Controversial vote: Zimbabwe’s president re-elected

Status: 08/27/2023 02:22 am

According to the election commission, Zimbabwe’s President Mnangagwa was confirmed in office with almost 53 percent of the votes – which the opposition immediately rejected. International observers had criticized the circumstances of the vote.

In Zimbabwe, incumbent Emmerson Mnangagwa has reported a victory in the presidential election, which observers have judged to be insufficiently free and fair. The 80-year-old was able to secure almost 53 percent of the votes cast, the most promising opposition candidate Nelson Chamisa received 44 percent of the votes, as the election commission in the capital Harare announced.

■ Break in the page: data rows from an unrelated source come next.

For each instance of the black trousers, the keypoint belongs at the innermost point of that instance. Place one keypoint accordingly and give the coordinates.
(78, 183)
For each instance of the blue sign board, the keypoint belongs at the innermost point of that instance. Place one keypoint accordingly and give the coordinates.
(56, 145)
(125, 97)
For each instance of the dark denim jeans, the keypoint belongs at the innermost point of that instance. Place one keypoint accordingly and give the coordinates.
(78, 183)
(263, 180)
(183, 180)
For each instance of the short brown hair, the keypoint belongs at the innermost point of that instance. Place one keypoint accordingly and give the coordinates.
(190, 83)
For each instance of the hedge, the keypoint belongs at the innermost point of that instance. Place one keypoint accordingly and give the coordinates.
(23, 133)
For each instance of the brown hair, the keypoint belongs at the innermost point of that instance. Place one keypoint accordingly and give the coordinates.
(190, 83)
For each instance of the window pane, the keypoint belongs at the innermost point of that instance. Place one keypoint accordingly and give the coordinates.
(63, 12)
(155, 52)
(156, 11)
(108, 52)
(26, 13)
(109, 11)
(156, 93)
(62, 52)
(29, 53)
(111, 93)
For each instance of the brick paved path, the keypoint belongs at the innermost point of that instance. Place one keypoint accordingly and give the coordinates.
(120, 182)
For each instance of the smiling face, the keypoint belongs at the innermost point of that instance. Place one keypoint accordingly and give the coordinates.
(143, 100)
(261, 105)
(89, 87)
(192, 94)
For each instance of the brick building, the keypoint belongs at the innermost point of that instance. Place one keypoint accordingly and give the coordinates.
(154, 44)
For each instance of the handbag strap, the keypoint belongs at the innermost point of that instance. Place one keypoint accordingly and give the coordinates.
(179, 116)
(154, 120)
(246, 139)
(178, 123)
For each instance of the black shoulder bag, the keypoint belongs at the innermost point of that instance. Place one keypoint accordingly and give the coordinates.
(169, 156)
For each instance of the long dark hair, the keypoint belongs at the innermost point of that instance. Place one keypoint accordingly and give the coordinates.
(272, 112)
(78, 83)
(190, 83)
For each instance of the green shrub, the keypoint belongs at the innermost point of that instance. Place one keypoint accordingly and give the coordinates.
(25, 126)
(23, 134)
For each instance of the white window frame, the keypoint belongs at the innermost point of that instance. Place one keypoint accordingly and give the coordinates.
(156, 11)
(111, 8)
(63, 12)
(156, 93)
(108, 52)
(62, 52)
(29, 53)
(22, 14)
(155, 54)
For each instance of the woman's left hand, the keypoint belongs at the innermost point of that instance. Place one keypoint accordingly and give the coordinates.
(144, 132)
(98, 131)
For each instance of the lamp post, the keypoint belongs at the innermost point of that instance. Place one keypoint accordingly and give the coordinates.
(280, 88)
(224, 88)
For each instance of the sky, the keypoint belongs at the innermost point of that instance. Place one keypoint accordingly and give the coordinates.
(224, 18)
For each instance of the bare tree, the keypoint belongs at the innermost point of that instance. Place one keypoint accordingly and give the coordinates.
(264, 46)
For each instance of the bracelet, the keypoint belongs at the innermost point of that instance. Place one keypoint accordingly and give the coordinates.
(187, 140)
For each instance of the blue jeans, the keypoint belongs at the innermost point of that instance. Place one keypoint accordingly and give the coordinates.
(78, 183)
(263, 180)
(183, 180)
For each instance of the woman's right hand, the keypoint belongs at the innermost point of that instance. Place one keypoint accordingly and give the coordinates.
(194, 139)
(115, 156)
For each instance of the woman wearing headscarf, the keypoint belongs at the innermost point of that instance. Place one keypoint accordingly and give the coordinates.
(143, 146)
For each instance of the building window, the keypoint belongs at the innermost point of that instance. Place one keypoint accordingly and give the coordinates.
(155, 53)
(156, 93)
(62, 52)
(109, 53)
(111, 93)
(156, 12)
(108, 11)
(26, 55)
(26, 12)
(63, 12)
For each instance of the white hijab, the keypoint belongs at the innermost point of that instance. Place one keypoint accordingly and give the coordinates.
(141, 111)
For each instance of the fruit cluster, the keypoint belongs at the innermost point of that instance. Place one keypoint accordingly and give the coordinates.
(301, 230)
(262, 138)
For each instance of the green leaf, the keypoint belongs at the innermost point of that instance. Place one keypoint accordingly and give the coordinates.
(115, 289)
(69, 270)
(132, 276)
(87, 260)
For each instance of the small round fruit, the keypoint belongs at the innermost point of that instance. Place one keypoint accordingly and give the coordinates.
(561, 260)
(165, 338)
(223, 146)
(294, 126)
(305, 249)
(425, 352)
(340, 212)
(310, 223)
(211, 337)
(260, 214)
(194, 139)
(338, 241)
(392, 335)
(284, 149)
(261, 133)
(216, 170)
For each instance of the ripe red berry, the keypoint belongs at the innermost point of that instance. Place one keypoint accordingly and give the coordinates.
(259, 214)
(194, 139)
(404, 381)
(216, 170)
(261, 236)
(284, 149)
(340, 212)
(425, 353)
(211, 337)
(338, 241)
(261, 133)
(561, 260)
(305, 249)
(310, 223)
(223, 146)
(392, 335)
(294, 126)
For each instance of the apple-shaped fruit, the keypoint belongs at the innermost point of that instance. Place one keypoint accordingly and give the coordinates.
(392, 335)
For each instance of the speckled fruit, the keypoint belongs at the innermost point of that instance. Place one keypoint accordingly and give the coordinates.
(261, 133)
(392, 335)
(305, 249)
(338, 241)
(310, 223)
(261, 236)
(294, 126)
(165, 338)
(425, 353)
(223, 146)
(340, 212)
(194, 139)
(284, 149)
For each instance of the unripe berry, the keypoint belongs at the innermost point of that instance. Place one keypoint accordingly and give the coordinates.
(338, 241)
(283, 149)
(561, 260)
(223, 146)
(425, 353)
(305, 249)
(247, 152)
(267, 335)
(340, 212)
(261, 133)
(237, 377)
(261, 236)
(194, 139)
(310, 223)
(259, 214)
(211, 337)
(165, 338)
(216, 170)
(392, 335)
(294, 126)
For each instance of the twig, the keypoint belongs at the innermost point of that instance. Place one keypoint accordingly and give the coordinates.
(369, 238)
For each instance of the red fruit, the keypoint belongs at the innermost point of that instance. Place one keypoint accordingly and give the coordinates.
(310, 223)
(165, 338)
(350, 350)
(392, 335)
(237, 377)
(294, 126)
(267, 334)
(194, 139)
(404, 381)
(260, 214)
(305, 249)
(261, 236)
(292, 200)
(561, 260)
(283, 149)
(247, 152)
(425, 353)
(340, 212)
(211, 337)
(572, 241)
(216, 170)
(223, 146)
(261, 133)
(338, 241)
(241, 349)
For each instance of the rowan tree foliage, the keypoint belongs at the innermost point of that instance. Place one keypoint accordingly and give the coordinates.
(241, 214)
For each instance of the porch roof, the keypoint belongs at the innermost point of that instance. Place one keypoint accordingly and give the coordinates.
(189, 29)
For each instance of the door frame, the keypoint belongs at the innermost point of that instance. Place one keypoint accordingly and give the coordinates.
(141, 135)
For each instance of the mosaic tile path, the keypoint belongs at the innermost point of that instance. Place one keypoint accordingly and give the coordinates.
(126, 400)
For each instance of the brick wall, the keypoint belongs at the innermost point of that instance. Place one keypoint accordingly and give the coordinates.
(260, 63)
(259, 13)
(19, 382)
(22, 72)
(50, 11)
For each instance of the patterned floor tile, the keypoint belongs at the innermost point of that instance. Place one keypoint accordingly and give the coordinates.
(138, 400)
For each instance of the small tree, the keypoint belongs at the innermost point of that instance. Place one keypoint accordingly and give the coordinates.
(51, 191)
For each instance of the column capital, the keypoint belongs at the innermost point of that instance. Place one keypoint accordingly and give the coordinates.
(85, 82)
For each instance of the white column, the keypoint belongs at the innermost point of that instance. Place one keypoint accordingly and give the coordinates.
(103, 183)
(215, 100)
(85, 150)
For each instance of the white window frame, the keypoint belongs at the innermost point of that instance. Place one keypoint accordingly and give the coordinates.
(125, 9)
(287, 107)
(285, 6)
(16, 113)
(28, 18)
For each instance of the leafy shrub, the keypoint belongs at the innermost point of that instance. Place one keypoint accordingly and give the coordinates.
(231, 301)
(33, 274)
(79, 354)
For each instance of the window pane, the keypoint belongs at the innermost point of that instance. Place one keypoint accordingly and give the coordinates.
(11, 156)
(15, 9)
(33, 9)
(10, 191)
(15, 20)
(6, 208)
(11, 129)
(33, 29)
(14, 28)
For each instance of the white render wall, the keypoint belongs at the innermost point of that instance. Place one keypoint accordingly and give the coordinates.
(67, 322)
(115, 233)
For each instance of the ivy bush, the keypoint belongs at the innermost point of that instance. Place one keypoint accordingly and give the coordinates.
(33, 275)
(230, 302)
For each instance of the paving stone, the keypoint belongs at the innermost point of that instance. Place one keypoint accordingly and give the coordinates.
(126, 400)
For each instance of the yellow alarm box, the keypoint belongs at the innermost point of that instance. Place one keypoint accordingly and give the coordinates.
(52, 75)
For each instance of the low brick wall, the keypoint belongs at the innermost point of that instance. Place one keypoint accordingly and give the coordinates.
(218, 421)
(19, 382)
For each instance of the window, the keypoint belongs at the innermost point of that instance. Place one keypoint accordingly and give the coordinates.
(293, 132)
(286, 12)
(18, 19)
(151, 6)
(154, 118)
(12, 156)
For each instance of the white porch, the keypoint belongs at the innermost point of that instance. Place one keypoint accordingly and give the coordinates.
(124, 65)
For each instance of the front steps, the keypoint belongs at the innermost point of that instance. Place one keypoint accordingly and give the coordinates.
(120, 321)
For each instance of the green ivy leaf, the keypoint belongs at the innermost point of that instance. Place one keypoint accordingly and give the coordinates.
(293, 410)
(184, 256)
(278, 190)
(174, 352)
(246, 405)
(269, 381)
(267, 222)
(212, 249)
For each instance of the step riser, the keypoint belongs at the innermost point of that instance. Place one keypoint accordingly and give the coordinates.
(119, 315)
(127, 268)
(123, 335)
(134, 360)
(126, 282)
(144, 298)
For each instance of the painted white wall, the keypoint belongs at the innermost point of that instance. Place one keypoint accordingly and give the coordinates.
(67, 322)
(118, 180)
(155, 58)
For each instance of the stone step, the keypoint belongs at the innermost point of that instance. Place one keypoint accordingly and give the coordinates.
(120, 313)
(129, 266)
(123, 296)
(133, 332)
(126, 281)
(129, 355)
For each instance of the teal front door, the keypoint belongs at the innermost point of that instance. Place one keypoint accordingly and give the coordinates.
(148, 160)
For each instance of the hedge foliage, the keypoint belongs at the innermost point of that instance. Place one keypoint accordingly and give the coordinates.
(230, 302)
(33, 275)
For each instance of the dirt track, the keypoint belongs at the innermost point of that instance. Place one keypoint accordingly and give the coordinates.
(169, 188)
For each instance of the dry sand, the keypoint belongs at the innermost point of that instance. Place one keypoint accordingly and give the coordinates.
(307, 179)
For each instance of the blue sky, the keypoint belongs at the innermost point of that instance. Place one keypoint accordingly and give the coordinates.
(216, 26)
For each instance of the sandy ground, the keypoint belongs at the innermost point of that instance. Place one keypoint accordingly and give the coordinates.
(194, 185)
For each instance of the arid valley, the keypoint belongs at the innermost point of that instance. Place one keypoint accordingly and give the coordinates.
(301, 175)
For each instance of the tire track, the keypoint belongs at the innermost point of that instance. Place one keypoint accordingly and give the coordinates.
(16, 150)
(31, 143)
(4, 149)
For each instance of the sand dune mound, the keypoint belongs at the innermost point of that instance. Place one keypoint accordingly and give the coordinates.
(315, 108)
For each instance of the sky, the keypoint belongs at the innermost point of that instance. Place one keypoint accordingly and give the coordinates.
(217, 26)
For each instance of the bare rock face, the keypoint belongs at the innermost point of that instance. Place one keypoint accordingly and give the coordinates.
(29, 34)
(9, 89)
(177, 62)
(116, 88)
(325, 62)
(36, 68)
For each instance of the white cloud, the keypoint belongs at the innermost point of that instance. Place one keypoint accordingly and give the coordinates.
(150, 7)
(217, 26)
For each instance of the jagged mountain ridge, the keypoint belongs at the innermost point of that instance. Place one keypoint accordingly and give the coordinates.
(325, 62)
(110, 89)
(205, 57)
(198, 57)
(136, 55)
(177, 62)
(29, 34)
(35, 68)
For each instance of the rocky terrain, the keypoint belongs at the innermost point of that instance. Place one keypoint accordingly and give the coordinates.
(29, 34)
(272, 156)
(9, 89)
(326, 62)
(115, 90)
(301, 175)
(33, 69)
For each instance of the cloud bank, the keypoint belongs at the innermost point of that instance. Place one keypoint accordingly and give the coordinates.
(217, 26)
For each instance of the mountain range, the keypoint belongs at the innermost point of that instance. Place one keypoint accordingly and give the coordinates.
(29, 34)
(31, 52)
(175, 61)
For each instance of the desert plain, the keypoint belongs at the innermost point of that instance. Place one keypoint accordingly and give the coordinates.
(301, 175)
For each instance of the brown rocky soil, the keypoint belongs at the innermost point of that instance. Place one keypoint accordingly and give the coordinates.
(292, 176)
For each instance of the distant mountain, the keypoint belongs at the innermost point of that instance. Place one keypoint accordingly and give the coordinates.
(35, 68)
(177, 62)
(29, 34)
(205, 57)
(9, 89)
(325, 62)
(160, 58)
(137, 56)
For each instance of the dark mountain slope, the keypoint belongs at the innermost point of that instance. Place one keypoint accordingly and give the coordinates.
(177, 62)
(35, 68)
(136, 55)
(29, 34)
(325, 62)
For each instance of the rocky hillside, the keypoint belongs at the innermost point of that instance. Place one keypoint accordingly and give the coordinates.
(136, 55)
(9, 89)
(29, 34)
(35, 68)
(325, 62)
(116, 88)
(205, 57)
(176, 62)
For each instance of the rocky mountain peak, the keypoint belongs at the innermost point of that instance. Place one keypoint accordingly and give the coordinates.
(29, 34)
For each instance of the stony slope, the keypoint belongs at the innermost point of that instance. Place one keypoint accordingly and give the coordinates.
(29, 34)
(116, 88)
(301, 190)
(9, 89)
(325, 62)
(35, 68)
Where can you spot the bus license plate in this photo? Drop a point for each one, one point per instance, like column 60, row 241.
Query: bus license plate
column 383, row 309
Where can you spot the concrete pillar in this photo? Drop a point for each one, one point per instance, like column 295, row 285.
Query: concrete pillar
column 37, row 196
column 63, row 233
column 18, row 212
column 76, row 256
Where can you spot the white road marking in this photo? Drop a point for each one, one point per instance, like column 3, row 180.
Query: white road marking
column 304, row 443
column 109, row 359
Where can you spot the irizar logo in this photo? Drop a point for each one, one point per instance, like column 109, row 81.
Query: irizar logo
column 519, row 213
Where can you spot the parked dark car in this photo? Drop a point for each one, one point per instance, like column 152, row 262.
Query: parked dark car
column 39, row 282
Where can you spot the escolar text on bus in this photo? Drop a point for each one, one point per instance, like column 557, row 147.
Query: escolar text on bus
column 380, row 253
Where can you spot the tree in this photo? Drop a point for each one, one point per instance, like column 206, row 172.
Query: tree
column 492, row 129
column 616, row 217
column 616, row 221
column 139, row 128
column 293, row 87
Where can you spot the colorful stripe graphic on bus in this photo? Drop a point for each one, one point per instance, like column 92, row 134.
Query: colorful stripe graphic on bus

According to preliminary results, the governing party ZANU-PF was also able to secure a majority in parliament. Mnangagwa is now expected to serve a second five-year term as president. He came to power in 2017 – as the successor to longtime head of state Robert Mugabe – after a military coup.

Opposition doesn’t accept result

Mnangagwa’s main challenger, Nelson Chamisa, who heads the opposition Citizens’ Coalition for Change (CCC) party, received 44 percent of the vote, according to the Electoral Commission. However, a spokesman for the CCC stated on the news service X, formerly Twitter, that his party rejected “any result hastily compiled and published without proper verification”.

The head of the European Union observer mission said on Friday that this week’s elections in Zimbabwe took place in a “climate of fear”. Among other things, there are said to have been delays in voting, a ban on rallies and one-sided reporting in the state media. Observers from the African Union also complained, among other things, that supporters of Chamisa had been intimidated.

Due to delays in voting, Mnangagwa had extended the elections by one day. “Chaos” in some constituencies, reported by the AFP news agency, reinforced the allegations of manipulation. According to the electoral commission, turnout was 69 percent.